The only things I knew for sure were that he was still alive, and I had to get the hell out of there. Not only because I was scared of him ever coming for me, but because in a way, I did feel guilty, underneath it all.
And anyway, I had to figure out who I was.
After six years of being told who I was, it was just about time to find out. What better way than by selling everything I could, and just hitting the road? It’s an old notion, a little romantic and a touch poetic. I felt my inner Kerouac flare to life as I fired up Booger, my old Jeep, stuffed the wad of cash in my pocket I’d managed to finagle out of the bank, along with what I’d managed to round up selling my junk.
I don’t know if I’ve ever felt quite as free as I did when I saw the Boston skyline disappear behind me in the haze of an early morning in my rearview mirror.
I don’t know why, I don’t know how, but I’d decided I’d just go to a damn music festival. I’d never been allowed to before, so why not?
I plugged the coordinates of the venue – Denver, Colorado – into my phone and let the GPS satellites find me. Twenty eight hours, four minutes and eight seconds in the future, I was going to find my destiny. That destiny, I thought with a loopy, confused brain, was the guy whose name I didn’t even know. I hadn’t the first clue how or why, but it was just a feeling that gripped me, deep down in the stomach, and wouldn’t let go.
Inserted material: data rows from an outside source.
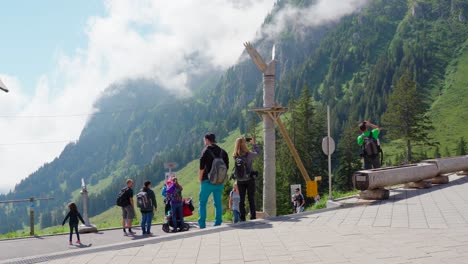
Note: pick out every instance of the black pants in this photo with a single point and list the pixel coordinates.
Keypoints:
(371, 162)
(249, 188)
(76, 230)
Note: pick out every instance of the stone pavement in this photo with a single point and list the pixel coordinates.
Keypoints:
(413, 226)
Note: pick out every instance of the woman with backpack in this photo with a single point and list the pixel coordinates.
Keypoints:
(174, 194)
(74, 217)
(146, 201)
(244, 174)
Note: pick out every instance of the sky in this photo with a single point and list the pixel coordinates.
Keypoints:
(57, 57)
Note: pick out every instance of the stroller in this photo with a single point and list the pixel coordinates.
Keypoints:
(186, 211)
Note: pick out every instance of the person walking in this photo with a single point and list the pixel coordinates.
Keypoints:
(174, 194)
(299, 201)
(245, 175)
(369, 140)
(125, 200)
(148, 206)
(209, 153)
(234, 200)
(73, 215)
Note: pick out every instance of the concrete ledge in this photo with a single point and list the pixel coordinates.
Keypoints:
(418, 185)
(376, 194)
(333, 204)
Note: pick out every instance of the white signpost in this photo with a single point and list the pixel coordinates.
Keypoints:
(3, 87)
(170, 166)
(328, 147)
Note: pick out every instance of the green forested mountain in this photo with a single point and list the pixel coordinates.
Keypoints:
(352, 65)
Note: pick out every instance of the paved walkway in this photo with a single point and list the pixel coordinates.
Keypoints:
(413, 226)
(15, 248)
If only I’d had the first clue what destiny would look like when I found it, things would be a lot easier. Of course, if that were the case, finding it would be something everyone did instead of a fool dream that only a few bothered to reach for.
But whatever, I told myself, it didn’t matter. I didn’t have anything in Boston. I didn’t have anything anywhere. Those are the moments when a person can really throw themselves into finding a destiny they’re not even sure exists. After all, if I ended up back in town, at least I would have seen some things. At least I would have let myself roam, if even for a fleeting time.
And if I did find it, whatever it was – w
hoever it was – it couldn’t be any less interesting than a life lived underground, hardly coming up for air, drowning in whatever boring job I managed to land with a liberal arts degree and zero experience.
I turned up the radio.
“Michael Fucking Bolton,” I said out loud, as the opening bars of What Am I Supposed To Do Without You? filled my ears. I shook my head. “Whatever the hell I want,” I said, answering the song’s rhetorical question. “Wherever the road takes me, I’m ready to see it.”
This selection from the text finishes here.